The pound has hit a five-and-half year low against the dollar after timorous UK industrial production data.

At one point the pound traded at $1.4408, down a cent and a half, before recouping a little to trade at $1.4415.

Industrial output fell 0.7% in November from October – the sharpest drop b fail since early 2013 according to figures from the Office for State Statistics.

Unusually mild weather reduced electricity and gas consumption.

Building output shrank by 0.4% for a second month running, with a collapse in pharmaceutical production having the biggest im ct on total factory achieve.

‘Dire performance’

Analysts warn the figures suggest manufacturing development remains fragile, leaving Britain’s recovery relying on the service sector and consumer throw away.

“After a dire performance through much of 2015, November’s industrial forging figures suggest no change in the manufacturing sector’s fortunes,” said scrutiny group Capital Economics.

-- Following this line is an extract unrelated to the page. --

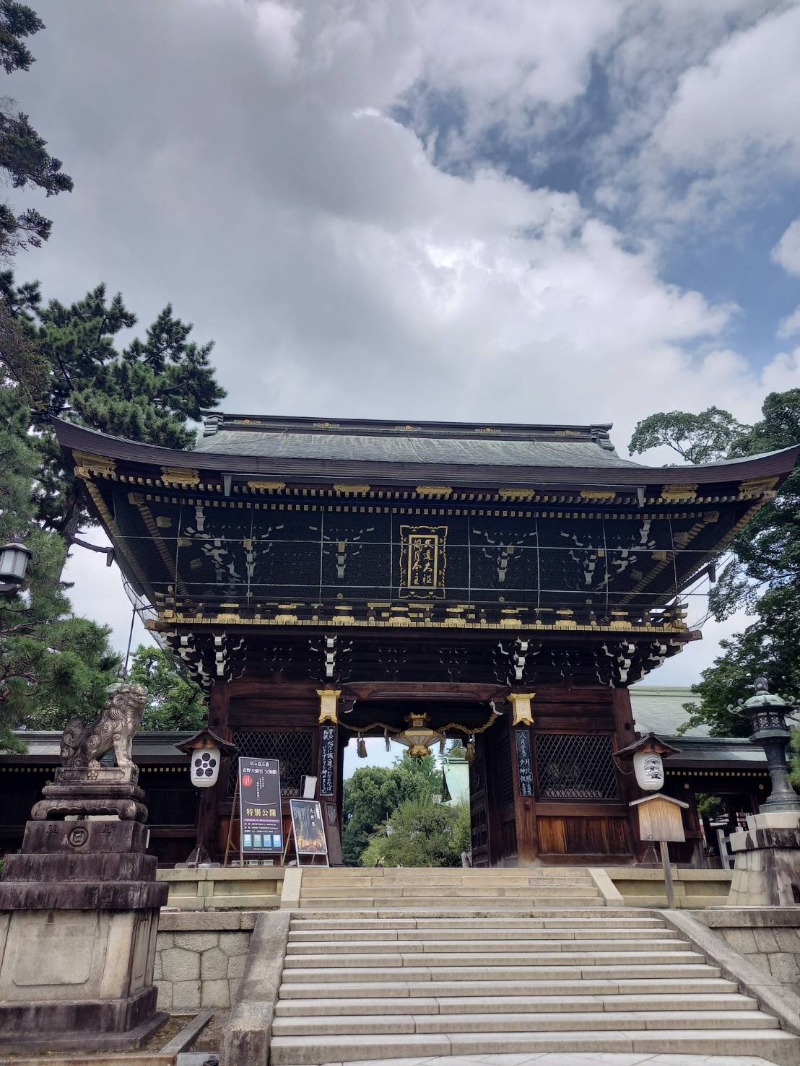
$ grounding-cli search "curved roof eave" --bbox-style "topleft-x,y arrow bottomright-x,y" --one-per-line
52,418 -> 800,487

Com red with a year ago, industrial manufacture was up 0.9%, the weakest annual growth since July.

Output from the creating sector was down 1.2% from a year earlier.

Optimism deficient

Martin Beck, senior economic adviser to the EY Item Club, utter the manufacturing sector remained a major cause for concern.

“Although the late-model fall in the pound should provide some support to exporters, it is tough to find many other reasons for optimism around the manufacturing sector,” he reported.

“With manufacturing on course for only modest output growth in Q4 and the other components of industrial Canada display likely to have contracted, the economy is going to be almost wholly reliant on military talents to drive growth once again.”

The Bank of England will around its first monetary policy decision of the year on Thursday, but some analysts are not with child the Bank to raise interest rates until the back end of 2016.

Mixed prospect

Last week, the Chancellor George Osborne warned the UK economy was coating “a dangerous cocktail of new threats” as a result of slow global growth and a lessen visit in oil prices, which is a potential threat to the UK economy because of North Sea oil moulding.

On Tuesday the National Institute of Economic and Social Research (NIESR) – a mattered think tank – forecast healthy growth of 0.6% for the final three months of stand up year.

NIESR expects annual growth of 2.2% for 2015.

It said that there is “s rse s re ca city in the economy”.

The first official estimate of fourth shelter growth is due on 28 January.